都市の建設に木材は必要不可欠だ。しかし、寒風の下で樹木を伐採するのは退屈で骨の折れる仕事だ。多くの人は生きるために仕方なく従事したが、ユージーンは違った。彼は心からこの仕事を楽しんでいた。
強靭な体力と情熱を活かして夜明けから深夜まで働くことができた。一日の労働で十分に働けないと、イライラして怒りっぽくなる程だった。そんな彼に、周囲の人々は辛い仕事を喜んで譲った。この奇妙な気質は、どうやら昔の経験と関係があるようだ。
戦いでもユージーンは同様の熱意に満ちている。斧を手に持つ彼を見た者は、その豪胆さに驚きを隠せない。
建設を急ぐ街はどこもユージーンを歓迎した。彼はほとんどの時間を仕事に没頭し、真面目で揉め事を起こさず、仕事が休みの時に軽く飲むくらいだからだ。彼が起こした面倒事と言えば、斧の消耗が激しすぎて職人たちが困ってしまったことぐらいである。
しかし、多くの人が戸惑うのは彼が斧にだけ執着し、蒸気機関のような便利な工具に全く興味を示さないことだ。特に飲み仲間のスミスが作った、丈夫で耐久性に優れる斧を気に入っていた。
その昔、ユージーンは予期せぬ出来事に遭遇した。何が起きたのかよく思い出せないが、それ以来「赤い悪魔」が周囲を漂うのが見えるようになり、恐怖を感じて気が狂いかけた。やがて、当時の市長を殴り怪我を負わせてしまう。
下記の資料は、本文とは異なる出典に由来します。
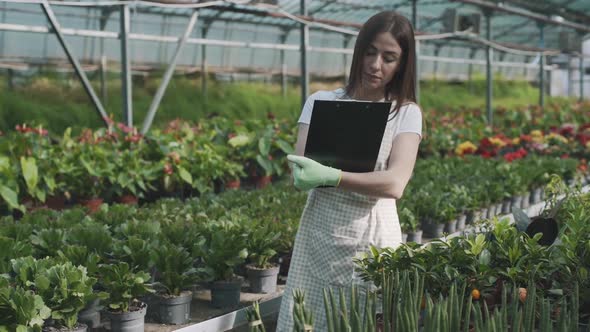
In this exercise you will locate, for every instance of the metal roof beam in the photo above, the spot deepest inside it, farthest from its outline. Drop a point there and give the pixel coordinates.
(524, 13)
(549, 8)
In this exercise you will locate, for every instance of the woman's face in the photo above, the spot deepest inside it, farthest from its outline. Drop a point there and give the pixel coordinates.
(380, 62)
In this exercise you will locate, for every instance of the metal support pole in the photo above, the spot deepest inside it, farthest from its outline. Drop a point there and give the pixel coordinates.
(569, 75)
(541, 65)
(85, 82)
(417, 50)
(436, 53)
(204, 73)
(582, 76)
(489, 80)
(104, 16)
(472, 52)
(5, 9)
(126, 85)
(304, 44)
(345, 66)
(168, 74)
(283, 65)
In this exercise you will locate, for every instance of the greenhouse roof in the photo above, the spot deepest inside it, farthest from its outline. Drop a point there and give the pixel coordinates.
(515, 23)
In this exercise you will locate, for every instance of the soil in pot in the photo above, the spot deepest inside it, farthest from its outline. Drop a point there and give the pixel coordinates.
(415, 236)
(285, 262)
(90, 315)
(127, 199)
(175, 309)
(93, 204)
(233, 185)
(262, 280)
(226, 294)
(132, 321)
(79, 328)
(433, 229)
(263, 181)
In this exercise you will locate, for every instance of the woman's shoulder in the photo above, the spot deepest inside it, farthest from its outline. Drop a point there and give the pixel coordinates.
(328, 94)
(409, 105)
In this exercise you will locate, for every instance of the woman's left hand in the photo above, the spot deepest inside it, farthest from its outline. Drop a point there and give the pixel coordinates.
(309, 174)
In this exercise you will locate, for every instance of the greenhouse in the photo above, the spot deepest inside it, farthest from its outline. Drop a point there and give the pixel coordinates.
(161, 168)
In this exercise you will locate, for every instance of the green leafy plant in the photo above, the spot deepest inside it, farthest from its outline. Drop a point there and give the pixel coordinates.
(21, 309)
(225, 247)
(175, 269)
(261, 244)
(65, 289)
(123, 286)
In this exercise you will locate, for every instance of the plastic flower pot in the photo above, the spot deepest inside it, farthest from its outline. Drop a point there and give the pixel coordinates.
(526, 200)
(175, 309)
(93, 204)
(127, 199)
(263, 181)
(132, 321)
(226, 294)
(517, 201)
(536, 195)
(432, 229)
(451, 226)
(90, 315)
(232, 185)
(56, 202)
(415, 236)
(461, 221)
(285, 262)
(506, 206)
(262, 280)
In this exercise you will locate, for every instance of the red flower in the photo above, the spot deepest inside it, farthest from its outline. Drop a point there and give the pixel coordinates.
(168, 169)
(124, 128)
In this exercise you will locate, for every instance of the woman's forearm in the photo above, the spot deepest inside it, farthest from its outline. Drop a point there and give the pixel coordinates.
(379, 184)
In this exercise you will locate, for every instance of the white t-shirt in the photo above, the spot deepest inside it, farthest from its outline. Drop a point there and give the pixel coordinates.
(408, 120)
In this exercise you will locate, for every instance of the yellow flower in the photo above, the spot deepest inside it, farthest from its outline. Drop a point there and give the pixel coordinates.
(465, 147)
(497, 142)
(555, 136)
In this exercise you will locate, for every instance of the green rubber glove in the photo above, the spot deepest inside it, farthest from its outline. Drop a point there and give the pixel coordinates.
(308, 174)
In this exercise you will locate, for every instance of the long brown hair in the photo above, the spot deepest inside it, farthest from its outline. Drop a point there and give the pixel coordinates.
(402, 84)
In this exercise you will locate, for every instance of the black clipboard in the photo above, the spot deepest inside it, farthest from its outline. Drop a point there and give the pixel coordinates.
(347, 134)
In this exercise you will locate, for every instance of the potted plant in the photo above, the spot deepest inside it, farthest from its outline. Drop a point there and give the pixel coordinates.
(80, 255)
(261, 244)
(65, 289)
(175, 275)
(409, 225)
(224, 249)
(124, 287)
(20, 309)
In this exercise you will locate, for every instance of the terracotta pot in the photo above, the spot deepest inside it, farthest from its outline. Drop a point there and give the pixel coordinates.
(263, 181)
(92, 204)
(232, 185)
(127, 199)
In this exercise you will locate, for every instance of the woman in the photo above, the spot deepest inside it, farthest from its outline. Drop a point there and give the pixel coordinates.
(340, 222)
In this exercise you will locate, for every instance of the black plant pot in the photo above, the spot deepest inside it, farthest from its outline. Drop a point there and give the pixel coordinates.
(175, 309)
(226, 294)
(263, 280)
(132, 321)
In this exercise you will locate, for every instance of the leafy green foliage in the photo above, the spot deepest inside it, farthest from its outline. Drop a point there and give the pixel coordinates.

彼は悪魔を追い払おうとしたと言ったが…そのまま街を追い出された。そして雪原を彷徨い、ついに力尽きて倒れたところを瀕死の状態で救出されたのだった。
フレンダー医師の診断によれば、ユージーンは不安定な火晶に長期間晒され、発せられるエネルギーが記憶と思考に影響し、幻覚を見ているという。しかし同時に、火晶はユージーンをより強く、凶暴に変えた。すぐには治療方法を見つけられなかったが、大量の「破壊的労働」が症状を緩和できることに気づいたという。
こうして伐採は、彼にとって秘密の処方箋になった。少なくともユージーンを完全に治す方法が見つかるまでは、伐採の仕事で症状を抑えることができた。もちろん、戦闘も一つの選択肢である。ユージーンにとって、略奪者と「赤い悪魔」に違いはないのだ。